Unnamed: 0,review,sentiment
0,"In 1974, the teenager Martha Moxley (Maggie Gr...",1
1,OK... so... I really like Kris Kristofferson a...,0
2,"***SPOILER*** Do not read this, if you think a...",0


In [26]:
df.shape

(50000, 2)

# 단어를 특성벡터로 변환

In [30]:
import numpy as np
from sklearn.feature_extraction.text import CountVectorizer

# ngram_range = (2, 2) : 2-gram
count = CountVectorizer()
docs = np.array(['The sun is shining',
                 'The weather is sweet',
                 'The sun is shining, the weather is sweet, and one and one is two'])
bag = count.fit_transform(docs)

In [31]:
print(count.vocabulary_)

{'the': 6, 'sun': 4, 'is': 1, 'shining': 3, 'weather': 8, 'sweet': 5, 'and': 0, 'one': 2, 'two': 7}


In [32]:
print(bag.toarray())

[[0 1 0 1 1 0 1 0 0]
 [0 1 0 0 0 1 1 0 1]
 [2 3 2 1 1 1 2 1 1]]


- 위의 특성벡터의 각 인덱스는 위의 딕셔너리에 저장된 정수 값에 해당된다.
- 이를 단어 빈도 (term frequency)라고 부르며 문서 d에 등장한 단어 t의 횟수를 tf(t, d)로 쓴다.


- 위으 BoW 모델에 있는 item sequence를 1-gram / unigram model이라고 한다.
- 각 토큰이 하나의 단어를 표현한다.
- n-gram에서 n에 어떤 값을 선택할지 application마다 다르다.
- 1그램 : 'the', 'sun', 'is', 'shining'
- 2그램 : 'the sun', 'sun is', 'is shining'

### tf-idf
- 각 클래스에 등장 빈도가 높은 단어는 판별에 유용하지 않다.
- 따라서 tf-idf (term frequency-inverse document frequency) 기법을 이용해 단어의 가중치를 낮출 수 있다.


- 정의 : tf-idf는 tf X idf (inverse document frequency) 역문서빈도
- $tf-idf(t, d) = tf(t, d) \times idf(t, d)$
- $idf(t, d) = log \frac{n_{d}}{1+df(d,t)}$
- $n_{d} =$전체 문서 개수
- $df(d, t)=$단어가 t가 포함된 문서 d의 개수
- 분모에 상수 1을 추가하는 것은 훈련 샘플에 한번도 등장하지 않는 단어가 있을 경우 분모가 0이 되지 않도록 한다.
- log는 df(d, t)가 낮을 때 역문서 빈도 값이 너무 커지지 않도록 만든다.

In [33]:
from sklearn.feature_extraction.text import TfidfTransformer
tfidf = TfidfTransformer(use_idf = True,
                         norm = 'l2',
                         smooth_idf = True)
np.set_printoptions(precision = 2)
print(tfidf.fit_transform(count.fit_transform(docs)).toarray())

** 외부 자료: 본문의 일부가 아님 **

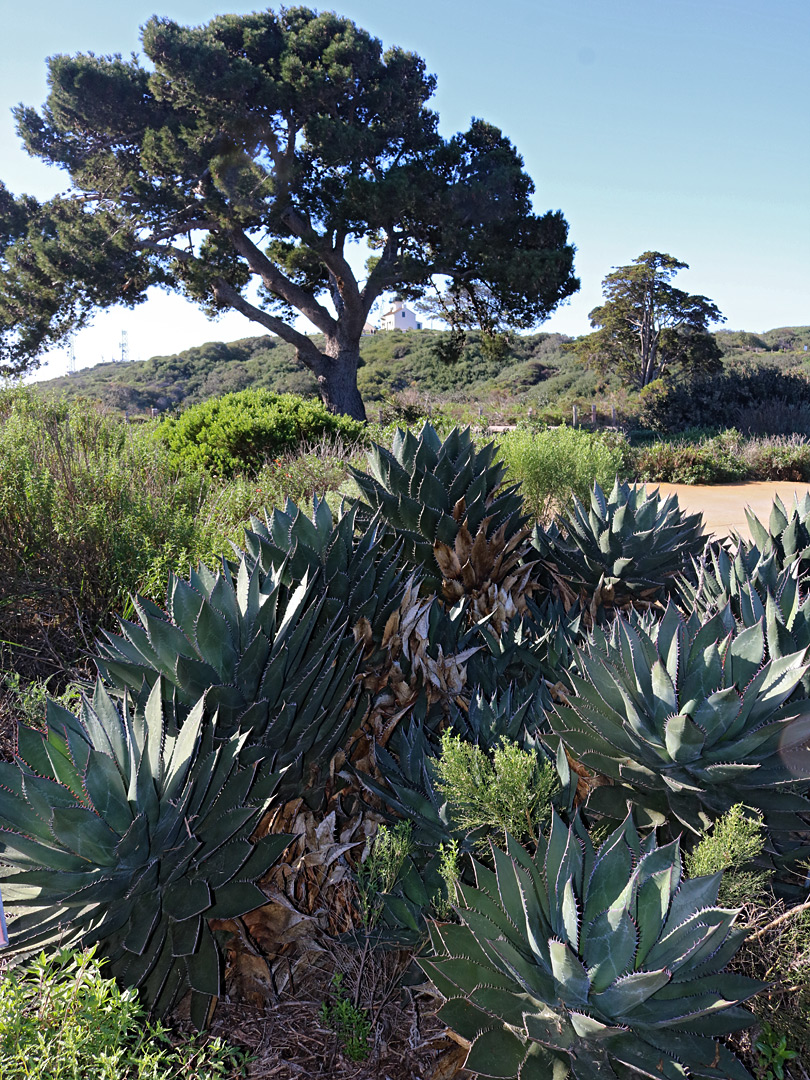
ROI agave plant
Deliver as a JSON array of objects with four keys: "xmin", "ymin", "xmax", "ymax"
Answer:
[
  {"xmin": 675, "ymin": 537, "xmax": 785, "ymax": 621},
  {"xmin": 744, "ymin": 492, "xmax": 810, "ymax": 577},
  {"xmin": 242, "ymin": 497, "xmax": 406, "ymax": 671},
  {"xmin": 420, "ymin": 813, "xmax": 762, "ymax": 1080},
  {"xmin": 536, "ymin": 480, "xmax": 705, "ymax": 615},
  {"xmin": 464, "ymin": 596, "xmax": 583, "ymax": 705},
  {"xmin": 96, "ymin": 555, "xmax": 363, "ymax": 808},
  {"xmin": 351, "ymin": 423, "xmax": 537, "ymax": 626},
  {"xmin": 550, "ymin": 602, "xmax": 810, "ymax": 839},
  {"xmin": 677, "ymin": 540, "xmax": 810, "ymax": 698},
  {"xmin": 0, "ymin": 681, "xmax": 291, "ymax": 1026}
]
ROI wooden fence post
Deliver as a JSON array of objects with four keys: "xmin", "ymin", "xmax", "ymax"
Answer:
[
  {"xmin": 572, "ymin": 404, "xmax": 578, "ymax": 428},
  {"xmin": 591, "ymin": 404, "xmax": 597, "ymax": 426}
]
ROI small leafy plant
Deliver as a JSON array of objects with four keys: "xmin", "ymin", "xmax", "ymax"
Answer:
[
  {"xmin": 318, "ymin": 974, "xmax": 372, "ymax": 1062},
  {"xmin": 0, "ymin": 947, "xmax": 250, "ymax": 1079},
  {"xmin": 755, "ymin": 1022, "xmax": 798, "ymax": 1080},
  {"xmin": 435, "ymin": 838, "xmax": 462, "ymax": 919},
  {"xmin": 355, "ymin": 821, "xmax": 414, "ymax": 929}
]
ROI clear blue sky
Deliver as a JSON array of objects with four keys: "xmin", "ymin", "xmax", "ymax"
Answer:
[{"xmin": 2, "ymin": 0, "xmax": 808, "ymax": 378}]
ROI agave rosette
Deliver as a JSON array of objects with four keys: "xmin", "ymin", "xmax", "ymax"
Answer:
[
  {"xmin": 242, "ymin": 496, "xmax": 406, "ymax": 669},
  {"xmin": 351, "ymin": 423, "xmax": 536, "ymax": 624},
  {"xmin": 0, "ymin": 681, "xmax": 291, "ymax": 1025},
  {"xmin": 420, "ymin": 813, "xmax": 761, "ymax": 1080},
  {"xmin": 551, "ymin": 602, "xmax": 810, "ymax": 838},
  {"xmin": 743, "ymin": 492, "xmax": 810, "ymax": 578},
  {"xmin": 96, "ymin": 553, "xmax": 363, "ymax": 807},
  {"xmin": 536, "ymin": 479, "xmax": 704, "ymax": 614}
]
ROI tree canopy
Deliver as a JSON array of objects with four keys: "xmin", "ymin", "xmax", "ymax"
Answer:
[
  {"xmin": 571, "ymin": 251, "xmax": 724, "ymax": 389},
  {"xmin": 0, "ymin": 7, "xmax": 579, "ymax": 417}
]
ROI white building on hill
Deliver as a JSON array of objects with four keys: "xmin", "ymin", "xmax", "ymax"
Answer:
[{"xmin": 380, "ymin": 299, "xmax": 422, "ymax": 331}]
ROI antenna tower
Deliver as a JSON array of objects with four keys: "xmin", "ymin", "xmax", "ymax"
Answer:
[
  {"xmin": 120, "ymin": 329, "xmax": 130, "ymax": 364},
  {"xmin": 67, "ymin": 342, "xmax": 76, "ymax": 375}
]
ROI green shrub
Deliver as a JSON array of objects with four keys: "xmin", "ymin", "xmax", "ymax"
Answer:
[
  {"xmin": 743, "ymin": 434, "xmax": 810, "ymax": 481},
  {"xmin": 0, "ymin": 387, "xmax": 366, "ymax": 686},
  {"xmin": 638, "ymin": 366, "xmax": 810, "ymax": 435},
  {"xmin": 633, "ymin": 429, "xmax": 749, "ymax": 484},
  {"xmin": 435, "ymin": 732, "xmax": 559, "ymax": 847},
  {"xmin": 495, "ymin": 424, "xmax": 627, "ymax": 520},
  {"xmin": 0, "ymin": 671, "xmax": 81, "ymax": 730},
  {"xmin": 155, "ymin": 389, "xmax": 365, "ymax": 477},
  {"xmin": 0, "ymin": 947, "xmax": 250, "ymax": 1079},
  {"xmin": 685, "ymin": 804, "xmax": 769, "ymax": 908},
  {"xmin": 0, "ymin": 387, "xmax": 206, "ymax": 650}
]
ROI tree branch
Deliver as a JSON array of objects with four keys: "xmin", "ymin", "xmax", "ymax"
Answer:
[
  {"xmin": 278, "ymin": 209, "xmax": 362, "ymax": 324},
  {"xmin": 211, "ymin": 276, "xmax": 327, "ymax": 373},
  {"xmin": 229, "ymin": 228, "xmax": 338, "ymax": 337}
]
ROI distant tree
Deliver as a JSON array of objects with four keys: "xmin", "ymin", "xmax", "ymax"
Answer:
[
  {"xmin": 571, "ymin": 252, "xmax": 725, "ymax": 388},
  {"xmin": 0, "ymin": 7, "xmax": 578, "ymax": 418}
]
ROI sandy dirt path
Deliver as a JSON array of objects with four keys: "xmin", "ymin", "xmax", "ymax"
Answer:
[{"xmin": 652, "ymin": 481, "xmax": 810, "ymax": 539}]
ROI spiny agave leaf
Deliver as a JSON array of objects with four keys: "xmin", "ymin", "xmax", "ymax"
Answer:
[
  {"xmin": 0, "ymin": 829, "xmax": 83, "ymax": 871},
  {"xmin": 664, "ymin": 714, "xmax": 706, "ymax": 764},
  {"xmin": 194, "ymin": 602, "xmax": 238, "ymax": 680},
  {"xmin": 548, "ymin": 938, "xmax": 590, "ymax": 1004},
  {"xmin": 81, "ymin": 751, "xmax": 131, "ymax": 834},
  {"xmin": 168, "ymin": 573, "xmax": 205, "ymax": 628},
  {"xmin": 143, "ymin": 614, "xmax": 199, "ymax": 672},
  {"xmin": 15, "ymin": 723, "xmax": 67, "ymax": 787},
  {"xmin": 163, "ymin": 879, "xmax": 211, "ymax": 922},
  {"xmin": 582, "ymin": 907, "xmax": 638, "ymax": 993},
  {"xmin": 463, "ymin": 1024, "xmax": 529, "ymax": 1078},
  {"xmin": 207, "ymin": 880, "xmax": 269, "ymax": 920},
  {"xmin": 48, "ymin": 805, "xmax": 118, "ymax": 865},
  {"xmin": 590, "ymin": 969, "xmax": 672, "ymax": 1017}
]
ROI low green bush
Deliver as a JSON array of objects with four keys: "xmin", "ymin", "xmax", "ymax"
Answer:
[
  {"xmin": 685, "ymin": 804, "xmax": 768, "ymax": 908},
  {"xmin": 495, "ymin": 424, "xmax": 627, "ymax": 520},
  {"xmin": 632, "ymin": 429, "xmax": 749, "ymax": 484},
  {"xmin": 0, "ymin": 948, "xmax": 249, "ymax": 1079},
  {"xmin": 435, "ymin": 732, "xmax": 558, "ymax": 847},
  {"xmin": 743, "ymin": 434, "xmax": 810, "ymax": 482},
  {"xmin": 0, "ymin": 387, "xmax": 368, "ymax": 686},
  {"xmin": 155, "ymin": 389, "xmax": 365, "ymax": 477}
]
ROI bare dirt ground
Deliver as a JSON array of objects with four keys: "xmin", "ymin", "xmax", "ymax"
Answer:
[{"xmin": 654, "ymin": 481, "xmax": 810, "ymax": 539}]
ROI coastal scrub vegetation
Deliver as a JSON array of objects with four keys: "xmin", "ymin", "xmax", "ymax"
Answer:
[{"xmin": 2, "ymin": 406, "xmax": 810, "ymax": 1077}]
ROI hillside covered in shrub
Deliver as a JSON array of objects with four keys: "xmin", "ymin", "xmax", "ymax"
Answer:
[{"xmin": 34, "ymin": 325, "xmax": 810, "ymax": 430}]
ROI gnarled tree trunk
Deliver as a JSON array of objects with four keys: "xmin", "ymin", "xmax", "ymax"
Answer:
[{"xmin": 312, "ymin": 341, "xmax": 367, "ymax": 421}]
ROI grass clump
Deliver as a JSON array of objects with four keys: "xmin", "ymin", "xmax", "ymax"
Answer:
[
  {"xmin": 0, "ymin": 947, "xmax": 249, "ymax": 1079},
  {"xmin": 495, "ymin": 424, "xmax": 626, "ymax": 521},
  {"xmin": 435, "ymin": 733, "xmax": 559, "ymax": 847},
  {"xmin": 355, "ymin": 821, "xmax": 414, "ymax": 930}
]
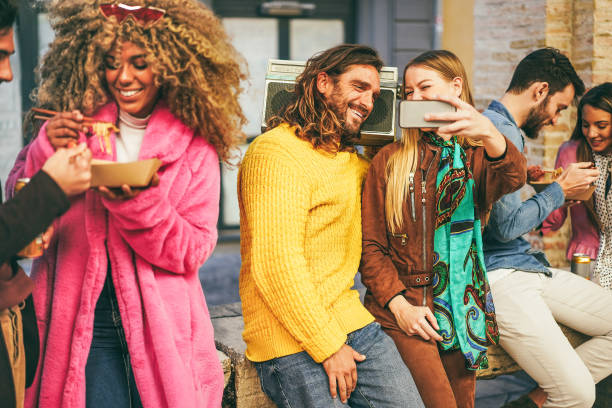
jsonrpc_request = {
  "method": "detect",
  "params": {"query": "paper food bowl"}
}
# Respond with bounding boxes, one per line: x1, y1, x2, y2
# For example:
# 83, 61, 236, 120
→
568, 184, 596, 201
529, 168, 595, 201
528, 168, 561, 194
91, 158, 162, 188
529, 181, 554, 194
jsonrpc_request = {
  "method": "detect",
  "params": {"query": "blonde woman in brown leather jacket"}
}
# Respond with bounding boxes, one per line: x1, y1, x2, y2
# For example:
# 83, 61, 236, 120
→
360, 50, 526, 408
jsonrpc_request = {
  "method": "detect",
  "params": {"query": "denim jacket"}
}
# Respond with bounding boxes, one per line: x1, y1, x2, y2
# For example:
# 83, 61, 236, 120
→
482, 100, 566, 274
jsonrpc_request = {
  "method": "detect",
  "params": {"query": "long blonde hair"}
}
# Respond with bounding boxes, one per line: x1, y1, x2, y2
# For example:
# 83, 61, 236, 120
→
385, 50, 476, 233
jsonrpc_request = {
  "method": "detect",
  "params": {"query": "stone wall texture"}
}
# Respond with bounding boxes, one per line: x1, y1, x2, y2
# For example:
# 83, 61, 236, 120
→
474, 0, 612, 267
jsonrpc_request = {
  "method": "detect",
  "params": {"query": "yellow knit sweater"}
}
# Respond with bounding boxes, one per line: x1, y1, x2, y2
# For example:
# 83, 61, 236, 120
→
238, 124, 375, 363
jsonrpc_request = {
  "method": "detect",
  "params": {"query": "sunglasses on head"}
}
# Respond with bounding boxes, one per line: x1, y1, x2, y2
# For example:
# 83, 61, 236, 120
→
100, 3, 165, 25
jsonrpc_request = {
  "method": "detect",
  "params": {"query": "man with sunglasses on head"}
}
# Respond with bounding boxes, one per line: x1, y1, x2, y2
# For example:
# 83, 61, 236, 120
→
238, 44, 424, 408
482, 47, 612, 408
0, 1, 92, 406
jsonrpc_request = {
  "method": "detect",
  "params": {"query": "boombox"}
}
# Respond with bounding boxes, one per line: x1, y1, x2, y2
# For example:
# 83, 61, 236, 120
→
261, 59, 400, 146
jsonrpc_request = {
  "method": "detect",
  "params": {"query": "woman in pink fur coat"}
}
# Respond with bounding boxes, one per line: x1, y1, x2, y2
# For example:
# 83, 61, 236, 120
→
8, 1, 246, 407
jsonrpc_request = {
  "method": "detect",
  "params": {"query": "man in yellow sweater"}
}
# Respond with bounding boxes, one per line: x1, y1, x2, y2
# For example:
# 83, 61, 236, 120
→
238, 44, 424, 408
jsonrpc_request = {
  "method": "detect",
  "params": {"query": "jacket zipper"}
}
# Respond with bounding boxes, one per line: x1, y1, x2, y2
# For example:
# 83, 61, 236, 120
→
409, 172, 416, 222
421, 149, 437, 306
390, 233, 408, 246
391, 173, 416, 246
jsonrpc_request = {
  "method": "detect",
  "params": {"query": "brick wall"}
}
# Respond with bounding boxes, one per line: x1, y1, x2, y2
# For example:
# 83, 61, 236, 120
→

[[0.   0.43 0.   0.56 0.56 0.   0.43 0.   0.  ]
 [0.   0.43 0.   0.   0.   0.56 0.43 0.   0.56]
 [0.5  0.45 0.5  0.19 0.19 0.19 0.3  0.25 0.19]]


# 텍스트 데이터 정제

In [34]:
df.loc[0, 'review'][-50:]

'is seven.<br /><br />Title (Brazil): Not Available'

In [35]:
import re

def preprocessor(text):
    text = re.sub('<[^>]*>', '', text)
    emoticons = re.findall('(?::|;|=)(?:-)?(?:\)|\(|D|P)',
                           text)
    text = (re.sub('[\W]+', ' ', text.lower()) +
            ' '.join(emoticons).replace('-', ''))
    return text

In [36]:
preprocessor(df.loc[0, 'review'][-50:])

'is seven title brazil not available'

In [37]:
preprocessor("</a>This :) is :( a test :-)!")

'this is a test :) :( :)'

In [38]:
df['review'] = df['review'].apply(preprocessor)

# 문서 토큰으로 나누기

In [39]:
def tokenizer(text):
    return text.split()

tokenizer('runners like running')

['runners', 'like', 'running']

### 어간 추출 알고리즘

In [43]:
from nltk.stem.porter import PorterStemmer

porter = PorterStemmer()

def tokenizer_porter(text):
    return [porter.stem(word) for word in text.split()]
tokenizer_porter('runners like running and thus they run')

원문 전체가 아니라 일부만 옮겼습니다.